About The Book
An ideal text for graduate level courses in transport phenomena for chemical engineers, Analysis of Transport Phenomena provides a unified treatment of...
momentum, heat, and mass transfer, emphasizing the concepts and analytical techniques that apply to all of these transport processes. The first few chapters establish the tools needed for later analyses while also covering heat and mass transfer in stationary media. The similarities among the molecular or diffusive transport mechanisms--heat conduction, diffusion of chemical species, and viscous transfer of momentum--are highlighted. Conservation equations for scalar quantites are derived first in general form, and then used to obtain the governing equations for total mass, energy, and chemical species.

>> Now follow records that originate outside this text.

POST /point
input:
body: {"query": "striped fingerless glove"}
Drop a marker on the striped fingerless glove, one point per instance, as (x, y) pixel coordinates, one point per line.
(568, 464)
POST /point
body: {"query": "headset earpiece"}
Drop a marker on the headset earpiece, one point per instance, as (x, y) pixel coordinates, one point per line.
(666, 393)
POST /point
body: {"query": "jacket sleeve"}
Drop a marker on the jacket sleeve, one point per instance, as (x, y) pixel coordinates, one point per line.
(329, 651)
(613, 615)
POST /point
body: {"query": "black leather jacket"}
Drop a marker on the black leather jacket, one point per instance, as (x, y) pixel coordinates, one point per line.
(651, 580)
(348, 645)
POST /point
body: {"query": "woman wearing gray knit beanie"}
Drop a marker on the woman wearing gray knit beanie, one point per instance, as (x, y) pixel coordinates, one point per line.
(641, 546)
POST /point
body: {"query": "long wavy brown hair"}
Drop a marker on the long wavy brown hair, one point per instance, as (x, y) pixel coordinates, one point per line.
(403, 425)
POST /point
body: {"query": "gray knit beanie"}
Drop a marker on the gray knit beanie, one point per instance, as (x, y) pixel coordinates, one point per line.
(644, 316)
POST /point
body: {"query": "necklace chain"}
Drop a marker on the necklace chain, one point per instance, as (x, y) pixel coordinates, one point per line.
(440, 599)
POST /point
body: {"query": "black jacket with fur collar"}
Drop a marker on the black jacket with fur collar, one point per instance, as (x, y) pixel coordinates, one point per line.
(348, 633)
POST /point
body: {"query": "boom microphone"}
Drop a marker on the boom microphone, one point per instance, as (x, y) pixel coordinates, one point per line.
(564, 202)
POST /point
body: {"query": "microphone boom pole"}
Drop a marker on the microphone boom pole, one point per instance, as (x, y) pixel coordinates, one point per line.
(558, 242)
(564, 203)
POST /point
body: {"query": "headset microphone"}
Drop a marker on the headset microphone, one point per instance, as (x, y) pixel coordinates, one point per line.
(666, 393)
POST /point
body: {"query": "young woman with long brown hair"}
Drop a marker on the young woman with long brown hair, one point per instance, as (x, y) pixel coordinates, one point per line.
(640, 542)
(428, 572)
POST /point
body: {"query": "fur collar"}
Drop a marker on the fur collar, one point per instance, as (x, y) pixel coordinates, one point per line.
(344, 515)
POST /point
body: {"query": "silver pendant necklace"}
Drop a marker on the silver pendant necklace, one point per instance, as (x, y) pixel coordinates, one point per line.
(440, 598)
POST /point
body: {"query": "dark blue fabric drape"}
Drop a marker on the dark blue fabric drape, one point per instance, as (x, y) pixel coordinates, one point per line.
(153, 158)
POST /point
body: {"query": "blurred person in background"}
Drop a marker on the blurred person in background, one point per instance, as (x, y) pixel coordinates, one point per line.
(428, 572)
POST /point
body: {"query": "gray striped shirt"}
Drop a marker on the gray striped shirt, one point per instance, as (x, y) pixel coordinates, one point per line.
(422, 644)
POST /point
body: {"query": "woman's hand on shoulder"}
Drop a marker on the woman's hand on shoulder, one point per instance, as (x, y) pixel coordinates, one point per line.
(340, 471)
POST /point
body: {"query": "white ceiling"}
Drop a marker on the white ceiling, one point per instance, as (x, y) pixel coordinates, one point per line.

The scaling and order-of-magnitude concepts which are crucial in modeling are also introduced. Certain key methods for solving the differential equations in transport problems, including similarity, perturbation, and finite Fourier transform techniques, are described using conduction and diffusion problems as examples. Following chapters are devoted to fluid mechanics, beginning with fundamental equations for momentum transfer and then discussing unidirectional flow, nearly unidirectional (lubrication) flow, creeping flow, and laminar boundary layer flow. Forced-convection heat and mass transfer in laminar flow, multicomponent energy and mass transfer, free convection, and turbulence are also covered. The appendix summarizes vector and tensor operations and relations involving various coordinate systems. Based on twenty years of teaching and extensive class testing, Analysis of Transport Phenomena offers students both extensive coverage of the topic and inclusion of modern examples from bioengineering, membrane science, and materials processing. It is mathematically self-contained and is also unique in its treatment of scaling and approximation techniques and its presentation of the finite Fourier transform method for solving partial differential equations.